Locations of the buried and open reaches where nitrate uptake and metabolism measurements where carried out within the DR1, DR2, and DR5 tributaries of the Dead Run watershed. The bold white bars mark the location of open reaches and bold black bars mark the location of buried reaches. The thin black lines represent the buried sections of the stream network (the path of storm drains) and the thicker grey lines represent streams. The two larger scale maps represent the location of the Dead Run watershed within the Gwynn’s Falls watershed (with drainage area in grey) in the Baltimore, MD region and the location of the Baltimore Ecosystem Study within the Chesapeake Bay watershed (with drainage area in grey)
Site description
The Dead Run watershed is a subwatershed of the Gwynn’s Falls and part of the Baltimore Ecosystem Study LTER site. Dead Run is drained by 31 % impervious surface cover, has six USGS stream gauging stations along its stream network, and has had weekly stream chemistry sampling at its mouth since 1998 (Groffman et al. 2004; Kaushal et al. 2008a). The Dead Run watershed has been the focus of numerous eco-hydrological investigations and there exists a rich dataset on nitrogen dynamics (e.g. Groffman et al. 2004; Kaushal et al. 2008a, 2011; Newcomer et al. 2012), hydrologic characteristics, and water mass balances (Klocker et al. 2009; Ryan et al. 2010, 2011; Sivirichi et al. 2011).

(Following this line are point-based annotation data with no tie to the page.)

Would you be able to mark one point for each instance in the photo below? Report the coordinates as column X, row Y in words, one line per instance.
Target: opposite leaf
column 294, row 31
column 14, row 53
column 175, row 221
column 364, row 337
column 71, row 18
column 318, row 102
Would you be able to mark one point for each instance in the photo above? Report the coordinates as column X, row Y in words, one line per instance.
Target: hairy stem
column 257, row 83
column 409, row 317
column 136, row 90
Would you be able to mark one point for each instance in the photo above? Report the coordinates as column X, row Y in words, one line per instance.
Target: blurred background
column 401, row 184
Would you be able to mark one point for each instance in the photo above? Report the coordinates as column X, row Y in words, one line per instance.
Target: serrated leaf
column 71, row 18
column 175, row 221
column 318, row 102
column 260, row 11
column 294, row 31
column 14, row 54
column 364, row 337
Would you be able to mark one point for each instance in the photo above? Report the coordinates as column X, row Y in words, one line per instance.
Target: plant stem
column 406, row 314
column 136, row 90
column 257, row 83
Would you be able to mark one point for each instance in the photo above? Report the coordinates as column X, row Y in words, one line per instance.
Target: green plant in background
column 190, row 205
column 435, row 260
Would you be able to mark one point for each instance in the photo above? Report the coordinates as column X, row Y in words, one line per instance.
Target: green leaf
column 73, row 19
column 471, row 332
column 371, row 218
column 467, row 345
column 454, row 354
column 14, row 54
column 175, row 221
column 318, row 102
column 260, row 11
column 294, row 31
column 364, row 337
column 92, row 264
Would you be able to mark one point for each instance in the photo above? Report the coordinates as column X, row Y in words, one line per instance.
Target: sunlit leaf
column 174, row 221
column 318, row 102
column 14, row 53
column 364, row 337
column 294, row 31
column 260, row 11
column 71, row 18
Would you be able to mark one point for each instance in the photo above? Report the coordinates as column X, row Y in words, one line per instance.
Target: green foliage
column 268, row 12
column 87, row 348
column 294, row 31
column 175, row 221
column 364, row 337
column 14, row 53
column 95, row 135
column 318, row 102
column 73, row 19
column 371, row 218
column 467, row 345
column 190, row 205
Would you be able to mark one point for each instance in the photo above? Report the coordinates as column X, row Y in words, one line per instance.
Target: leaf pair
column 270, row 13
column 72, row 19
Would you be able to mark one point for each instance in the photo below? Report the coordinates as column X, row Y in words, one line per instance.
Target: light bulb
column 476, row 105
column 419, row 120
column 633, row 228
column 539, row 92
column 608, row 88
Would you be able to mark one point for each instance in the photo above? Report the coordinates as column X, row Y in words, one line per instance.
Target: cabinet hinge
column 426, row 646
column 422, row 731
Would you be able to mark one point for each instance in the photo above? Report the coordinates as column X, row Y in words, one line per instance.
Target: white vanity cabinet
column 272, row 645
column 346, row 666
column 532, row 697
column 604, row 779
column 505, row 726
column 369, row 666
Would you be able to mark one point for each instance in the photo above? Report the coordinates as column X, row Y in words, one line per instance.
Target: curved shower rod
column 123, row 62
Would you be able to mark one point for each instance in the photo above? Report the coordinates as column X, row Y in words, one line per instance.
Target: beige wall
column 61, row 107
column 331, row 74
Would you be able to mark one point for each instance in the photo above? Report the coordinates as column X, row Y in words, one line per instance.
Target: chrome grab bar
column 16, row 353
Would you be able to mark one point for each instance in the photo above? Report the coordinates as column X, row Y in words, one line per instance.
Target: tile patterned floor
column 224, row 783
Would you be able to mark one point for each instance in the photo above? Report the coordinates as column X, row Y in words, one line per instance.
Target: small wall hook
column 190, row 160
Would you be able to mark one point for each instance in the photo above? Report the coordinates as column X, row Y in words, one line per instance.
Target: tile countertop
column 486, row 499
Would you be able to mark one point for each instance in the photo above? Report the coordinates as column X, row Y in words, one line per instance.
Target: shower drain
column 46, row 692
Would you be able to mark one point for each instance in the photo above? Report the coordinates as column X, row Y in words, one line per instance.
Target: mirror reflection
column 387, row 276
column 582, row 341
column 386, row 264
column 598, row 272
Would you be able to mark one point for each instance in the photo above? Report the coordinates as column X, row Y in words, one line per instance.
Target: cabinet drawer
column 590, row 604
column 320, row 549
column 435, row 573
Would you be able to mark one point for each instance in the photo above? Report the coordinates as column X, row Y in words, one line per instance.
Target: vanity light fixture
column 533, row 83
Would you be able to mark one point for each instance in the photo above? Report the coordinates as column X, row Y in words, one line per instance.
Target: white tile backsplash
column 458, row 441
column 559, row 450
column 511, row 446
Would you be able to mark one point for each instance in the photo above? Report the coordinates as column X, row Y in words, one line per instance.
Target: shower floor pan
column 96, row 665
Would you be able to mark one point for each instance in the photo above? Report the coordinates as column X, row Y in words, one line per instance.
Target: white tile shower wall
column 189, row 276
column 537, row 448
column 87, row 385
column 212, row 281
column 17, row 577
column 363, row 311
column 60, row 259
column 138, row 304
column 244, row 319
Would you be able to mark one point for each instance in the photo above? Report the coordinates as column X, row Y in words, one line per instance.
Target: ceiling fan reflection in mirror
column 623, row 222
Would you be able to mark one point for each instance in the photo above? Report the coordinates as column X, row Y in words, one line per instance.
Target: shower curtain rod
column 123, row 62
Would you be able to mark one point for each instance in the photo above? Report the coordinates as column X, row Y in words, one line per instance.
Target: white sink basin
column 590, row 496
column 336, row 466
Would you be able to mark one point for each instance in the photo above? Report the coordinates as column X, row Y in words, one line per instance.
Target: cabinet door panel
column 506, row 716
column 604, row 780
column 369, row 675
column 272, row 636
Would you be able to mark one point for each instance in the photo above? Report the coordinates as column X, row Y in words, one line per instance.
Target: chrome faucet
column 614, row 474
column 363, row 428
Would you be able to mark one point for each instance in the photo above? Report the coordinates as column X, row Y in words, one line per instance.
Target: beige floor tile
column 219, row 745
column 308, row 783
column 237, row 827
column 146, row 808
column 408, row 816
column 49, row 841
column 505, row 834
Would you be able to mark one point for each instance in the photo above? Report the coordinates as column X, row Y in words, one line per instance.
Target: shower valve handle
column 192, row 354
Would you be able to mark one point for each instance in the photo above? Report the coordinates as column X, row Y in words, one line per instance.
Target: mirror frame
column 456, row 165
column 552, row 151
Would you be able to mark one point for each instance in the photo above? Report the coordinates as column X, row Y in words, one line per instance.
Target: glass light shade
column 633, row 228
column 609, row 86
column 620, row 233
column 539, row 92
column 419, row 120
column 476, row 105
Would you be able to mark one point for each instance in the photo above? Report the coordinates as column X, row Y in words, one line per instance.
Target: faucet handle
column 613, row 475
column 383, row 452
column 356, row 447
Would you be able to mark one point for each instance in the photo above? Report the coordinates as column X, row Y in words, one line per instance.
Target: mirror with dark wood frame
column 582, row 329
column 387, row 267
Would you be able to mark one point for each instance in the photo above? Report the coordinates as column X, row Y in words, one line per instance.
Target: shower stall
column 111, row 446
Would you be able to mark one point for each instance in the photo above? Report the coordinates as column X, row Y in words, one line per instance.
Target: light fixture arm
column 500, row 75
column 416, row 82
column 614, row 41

Paired open and buried NO3 − uptake and metabolism measurements were conducted in three headwater tributaries of the Dead Run watershed: DR1, DR2, and DR5 (Fig. 1). Each tributary has a USGS stream gauge and was characterized as a first or second order stream, with the buried reach flowing through large cement or steel culverts ranging from 74 to 111 m in length and 3.0 to 3.7 m in width and height. In all three streams the buried reach was downstream of the open reach. The reach length for each open stream site was chosen based on water velocity to provide between 30 and 60 min of travel time from the top to the bottom of the stream reach, to ensure that a detectable amount of 15N-NO3 − was removed from the water column. Due to seasonal changes in stream discharge, the open reach lengths were different each season. The reach lengths for the buried stream sites, however, were the same as the culvert length. DR1 (USGS Gage 01589317) had an open reach that ranged from 76 to 86 m, depending on water velocity and travel-time, and a buried reach that flowed through a 74.1 m long, 3.7 m wide, and 2.4 m high box culvert. DR2 (USGS Gage 01589316) had an open reach that ranged 41.8–73.3 m in length and a cylindrical culvert, 111 m long and 3.0 m in diameter. DR5 (USGS Gage 01589312) had an open reach that ranged from 36 to 224 m and a downstream box culvert 110 m long, 3 m wide, and 1.8 m high. Buried reaches of DR1 and DR2 were clear of sediment, while DR5 had sediment accumulation throughout most of the culvert.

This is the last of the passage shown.